Some limitations of our study should be recognized. First, we did not report data about the evolution of TIMPs and MMPs on the time to describe the evolution in non-surviving and surviving TBI patients. Second, the determination of other MMPs and TIMPs would be desirable. Third, the assessment of other inflammatory cytokines and coagulation biomarker could be interesting. Four, there is overlap of serum TIMP-1 levels between dead and alive patients at 30 days; thus, the sole use of serum TIMP-1 levels to predict 30-day survival in MMCAI patients should be taken with caution.
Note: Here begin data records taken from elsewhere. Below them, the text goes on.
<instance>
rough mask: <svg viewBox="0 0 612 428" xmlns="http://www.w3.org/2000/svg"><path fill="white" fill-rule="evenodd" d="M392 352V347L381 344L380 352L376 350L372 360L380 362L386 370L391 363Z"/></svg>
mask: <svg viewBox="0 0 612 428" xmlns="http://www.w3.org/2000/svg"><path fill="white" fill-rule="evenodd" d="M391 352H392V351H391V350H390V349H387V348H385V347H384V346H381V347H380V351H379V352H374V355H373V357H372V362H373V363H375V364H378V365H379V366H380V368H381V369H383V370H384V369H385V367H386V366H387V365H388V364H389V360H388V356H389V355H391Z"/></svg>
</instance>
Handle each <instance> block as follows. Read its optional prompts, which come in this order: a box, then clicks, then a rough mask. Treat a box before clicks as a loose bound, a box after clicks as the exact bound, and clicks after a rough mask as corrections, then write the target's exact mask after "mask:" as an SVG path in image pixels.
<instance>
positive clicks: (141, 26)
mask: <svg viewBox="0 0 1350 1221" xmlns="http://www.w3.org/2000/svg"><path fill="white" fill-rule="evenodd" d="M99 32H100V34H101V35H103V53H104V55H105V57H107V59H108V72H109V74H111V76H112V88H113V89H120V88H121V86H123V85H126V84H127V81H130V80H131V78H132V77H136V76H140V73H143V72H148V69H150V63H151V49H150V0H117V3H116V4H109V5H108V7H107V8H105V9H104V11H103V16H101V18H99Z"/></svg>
However, we think that the findings of our study (reporting for the first time an association between TIMP-1 and mortality in MMCAI patients) could open the interest for research about TIMP-1 in MMCAI patients.

The administration of modulators of MMP activity have showed a beneficial effect in rat ischemic stroke models reducing the expression of MMPs, blood–brain barrier leakage, volumen infarction, neurological dysfunction and mortality [3944]. Thus, from a therapeutic perspective, MMP activity modulators levels could be used as a new class of drugs for the treatment of patients with severe ischemic stroke.

Conclusions

The most relevant and new findings of our study, were that serum TIMP-1 levels in MMCAI patients were associated with mortality, and could be used as a prognostic biomarker of mortality in MMCAI patients.